Kate Sekules is a PhD candidate at Bard Graduate Center. She researches mending cultures and related fields. She has lectured on the history, methodologies, and contexts of textile repair at institutions including Parsons, New York University (NYU), Fashion Institute of Technology (FIT), and Tufts, and taught mending workshops at Rhode Island School of Design Museum, Winterthur Museum, and the Textile Arts Center in New York, among many others. She is a board member of the Ethical Fashion Forum, UK, and sits on the advisory council of the New Standard Institute in New York. Sekules holds an MA in costume studies from NYU. Her book, MEND! A Refashioning Manual and Manifesto, was published by Penguin in fall 2020.

Sarah Scaturro is the Eric and Jane Nord Chief Conservator at the Cleveland Museum of Art. A trained fashion and textile conservator and curator, she was previously head conservator at the Costume Institute, Metropolitan Museum of Art, and the textile conservator and assistant fashion curator at Cooper-Hewitt, Smithsonian Design Museum. Her practice centers conservation as a critical act in the curatorial process and is the focus of several exhibitions she has curated, including The Secret Lives of Textiles: Synthetic Materials at the Metropolitan Museum of Art and Cycles of Life: The Four Seasons Tapestries, currently on display at the Cleveland Museum of Art. She is a doctoral candidate at Bard Graduate Center, writing her dissertation on the history of costume conservation in North America and the United Kingdom.

Soon Kai Poh
is a recent graduate of the dual MA/MS program in the History of Art and the Conservation of Historic and Artistic Works at the Conservation Center, Institute of Fine Arts, New York University, specializing in objects conservation with a particular interest in Asian and Near-Eastern works of art. He has completed internships and worked on projects in the conservation labs of the Freer Gallery of Art and Arthur M. Sackler Gallery, the Peabody Essex Museum, the Metropolitan Museum of Art, the Elmer Holmes Bobst Library, and the Philadelphia Museum of Art. As part of his graduate training, he worked on-site at New York University’s Excavations at Aphrodisias in Turkey, and participated in multiple conservation projects at Villa La Pietra, New York University’s academic center in Florence, Italy.
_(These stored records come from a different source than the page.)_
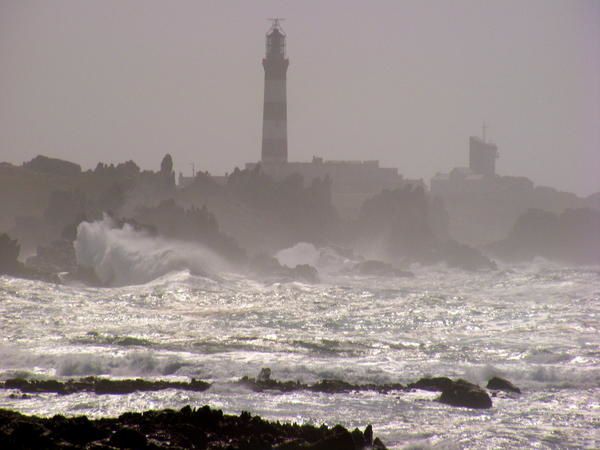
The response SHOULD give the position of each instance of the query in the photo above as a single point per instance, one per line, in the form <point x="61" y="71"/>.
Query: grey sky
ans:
<point x="405" y="82"/>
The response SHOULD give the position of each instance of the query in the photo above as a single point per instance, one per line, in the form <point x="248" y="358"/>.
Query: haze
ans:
<point x="403" y="82"/>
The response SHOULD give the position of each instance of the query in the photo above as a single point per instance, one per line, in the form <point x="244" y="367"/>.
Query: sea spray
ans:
<point x="123" y="256"/>
<point x="325" y="259"/>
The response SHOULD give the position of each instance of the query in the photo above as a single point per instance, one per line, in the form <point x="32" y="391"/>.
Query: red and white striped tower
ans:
<point x="274" y="144"/>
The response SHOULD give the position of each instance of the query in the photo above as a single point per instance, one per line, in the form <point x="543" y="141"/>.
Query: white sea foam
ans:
<point x="121" y="256"/>
<point x="325" y="259"/>
<point x="536" y="326"/>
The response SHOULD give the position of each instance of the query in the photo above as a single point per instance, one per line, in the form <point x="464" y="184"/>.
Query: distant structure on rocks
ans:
<point x="352" y="182"/>
<point x="274" y="144"/>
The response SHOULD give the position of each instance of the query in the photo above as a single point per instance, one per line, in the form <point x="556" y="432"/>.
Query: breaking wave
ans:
<point x="124" y="256"/>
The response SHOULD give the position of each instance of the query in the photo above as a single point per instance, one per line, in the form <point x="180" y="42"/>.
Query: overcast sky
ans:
<point x="405" y="82"/>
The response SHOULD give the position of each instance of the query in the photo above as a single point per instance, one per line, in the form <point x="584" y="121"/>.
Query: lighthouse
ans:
<point x="275" y="63"/>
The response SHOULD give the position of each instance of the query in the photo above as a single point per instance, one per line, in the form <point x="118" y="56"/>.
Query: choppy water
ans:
<point x="536" y="325"/>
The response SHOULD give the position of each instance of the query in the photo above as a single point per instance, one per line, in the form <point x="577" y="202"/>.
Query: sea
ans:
<point x="535" y="324"/>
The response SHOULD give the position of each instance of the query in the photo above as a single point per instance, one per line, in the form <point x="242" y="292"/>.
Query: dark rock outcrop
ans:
<point x="432" y="384"/>
<point x="264" y="383"/>
<point x="202" y="428"/>
<point x="53" y="166"/>
<point x="500" y="384"/>
<point x="463" y="393"/>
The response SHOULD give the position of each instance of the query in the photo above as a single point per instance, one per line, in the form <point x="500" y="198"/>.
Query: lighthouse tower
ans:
<point x="274" y="143"/>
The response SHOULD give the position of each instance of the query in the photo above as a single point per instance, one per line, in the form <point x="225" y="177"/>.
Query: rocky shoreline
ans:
<point x="205" y="428"/>
<point x="188" y="428"/>
<point x="457" y="392"/>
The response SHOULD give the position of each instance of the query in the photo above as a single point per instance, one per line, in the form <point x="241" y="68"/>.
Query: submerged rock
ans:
<point x="432" y="384"/>
<point x="500" y="384"/>
<point x="463" y="393"/>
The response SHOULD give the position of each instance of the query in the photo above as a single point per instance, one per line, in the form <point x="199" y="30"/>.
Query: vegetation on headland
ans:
<point x="246" y="216"/>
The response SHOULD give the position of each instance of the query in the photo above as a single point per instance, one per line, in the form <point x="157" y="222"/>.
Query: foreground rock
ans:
<point x="463" y="393"/>
<point x="201" y="428"/>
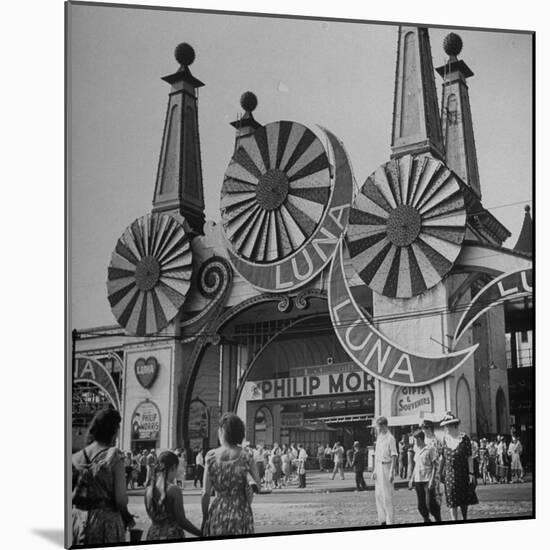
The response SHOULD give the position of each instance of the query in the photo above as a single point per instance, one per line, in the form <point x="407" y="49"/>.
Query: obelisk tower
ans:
<point x="422" y="323"/>
<point x="456" y="116"/>
<point x="179" y="187"/>
<point x="416" y="127"/>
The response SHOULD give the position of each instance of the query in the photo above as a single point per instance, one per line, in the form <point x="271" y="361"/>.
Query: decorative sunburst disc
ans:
<point x="275" y="192"/>
<point x="406" y="226"/>
<point x="149" y="274"/>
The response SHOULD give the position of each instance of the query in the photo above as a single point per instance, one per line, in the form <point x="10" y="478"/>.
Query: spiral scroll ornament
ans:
<point x="215" y="276"/>
<point x="149" y="274"/>
<point x="406" y="226"/>
<point x="275" y="192"/>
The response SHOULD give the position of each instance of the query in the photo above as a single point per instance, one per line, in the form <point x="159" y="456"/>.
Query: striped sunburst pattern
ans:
<point x="406" y="226"/>
<point x="275" y="191"/>
<point x="149" y="274"/>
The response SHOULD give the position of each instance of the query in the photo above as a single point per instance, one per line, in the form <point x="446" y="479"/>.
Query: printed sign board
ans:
<point x="313" y="385"/>
<point x="413" y="400"/>
<point x="146" y="422"/>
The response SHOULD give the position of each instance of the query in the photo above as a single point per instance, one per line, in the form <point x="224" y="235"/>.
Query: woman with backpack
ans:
<point x="100" y="514"/>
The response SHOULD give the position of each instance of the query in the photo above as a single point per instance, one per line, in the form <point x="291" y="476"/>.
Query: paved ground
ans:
<point x="327" y="504"/>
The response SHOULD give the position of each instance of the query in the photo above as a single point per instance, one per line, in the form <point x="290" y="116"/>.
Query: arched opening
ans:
<point x="198" y="426"/>
<point x="464" y="405"/>
<point x="263" y="427"/>
<point x="502" y="412"/>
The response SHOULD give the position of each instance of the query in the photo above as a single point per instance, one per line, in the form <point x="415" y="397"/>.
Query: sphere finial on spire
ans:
<point x="249" y="101"/>
<point x="452" y="44"/>
<point x="184" y="54"/>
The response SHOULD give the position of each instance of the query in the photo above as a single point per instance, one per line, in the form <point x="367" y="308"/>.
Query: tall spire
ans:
<point x="247" y="124"/>
<point x="179" y="187"/>
<point x="525" y="239"/>
<point x="416" y="126"/>
<point x="456" y="115"/>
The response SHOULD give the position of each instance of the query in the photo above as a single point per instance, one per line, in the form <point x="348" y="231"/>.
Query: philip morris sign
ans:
<point x="313" y="385"/>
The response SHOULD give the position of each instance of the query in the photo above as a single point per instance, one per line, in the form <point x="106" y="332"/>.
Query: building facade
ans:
<point x="310" y="309"/>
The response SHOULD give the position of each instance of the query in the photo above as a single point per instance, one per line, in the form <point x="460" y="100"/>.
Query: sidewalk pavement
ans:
<point x="316" y="482"/>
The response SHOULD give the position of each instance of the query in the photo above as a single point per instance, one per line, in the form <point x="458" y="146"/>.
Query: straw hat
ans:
<point x="449" y="419"/>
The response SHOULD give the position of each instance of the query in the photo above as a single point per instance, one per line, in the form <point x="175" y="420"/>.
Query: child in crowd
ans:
<point x="164" y="502"/>
<point x="268" y="477"/>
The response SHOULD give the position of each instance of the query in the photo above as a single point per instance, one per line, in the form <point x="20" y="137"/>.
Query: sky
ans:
<point x="337" y="75"/>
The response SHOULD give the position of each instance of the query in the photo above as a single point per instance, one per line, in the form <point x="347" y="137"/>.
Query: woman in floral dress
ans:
<point x="226" y="471"/>
<point x="100" y="514"/>
<point x="514" y="451"/>
<point x="164" y="502"/>
<point x="432" y="442"/>
<point x="458" y="468"/>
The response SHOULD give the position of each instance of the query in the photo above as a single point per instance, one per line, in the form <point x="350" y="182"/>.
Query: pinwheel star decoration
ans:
<point x="275" y="192"/>
<point x="406" y="226"/>
<point x="149" y="274"/>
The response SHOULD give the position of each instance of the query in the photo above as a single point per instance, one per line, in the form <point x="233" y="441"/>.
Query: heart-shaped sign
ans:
<point x="146" y="371"/>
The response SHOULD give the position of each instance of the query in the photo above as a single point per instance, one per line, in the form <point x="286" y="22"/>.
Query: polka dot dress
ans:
<point x="457" y="481"/>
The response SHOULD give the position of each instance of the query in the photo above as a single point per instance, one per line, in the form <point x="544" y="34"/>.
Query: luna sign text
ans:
<point x="508" y="286"/>
<point x="373" y="351"/>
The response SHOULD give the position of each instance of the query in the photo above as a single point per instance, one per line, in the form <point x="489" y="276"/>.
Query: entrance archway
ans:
<point x="263" y="427"/>
<point x="464" y="405"/>
<point x="502" y="412"/>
His professional interests include the interpretive and technological implications of material culture arising from trans-geographical interactions, theory and practice in conservation, and in sharing the privilege of participating in the histories of objects with others. At Bard Graduate Center, he will continue to explore these multi-variate interests through the Conservation as a Human Science Fellowship, particularly in reconsidering the relationship between the conservator and the objects under their care, as definitions of the (former and) latter continue to shift and broaden.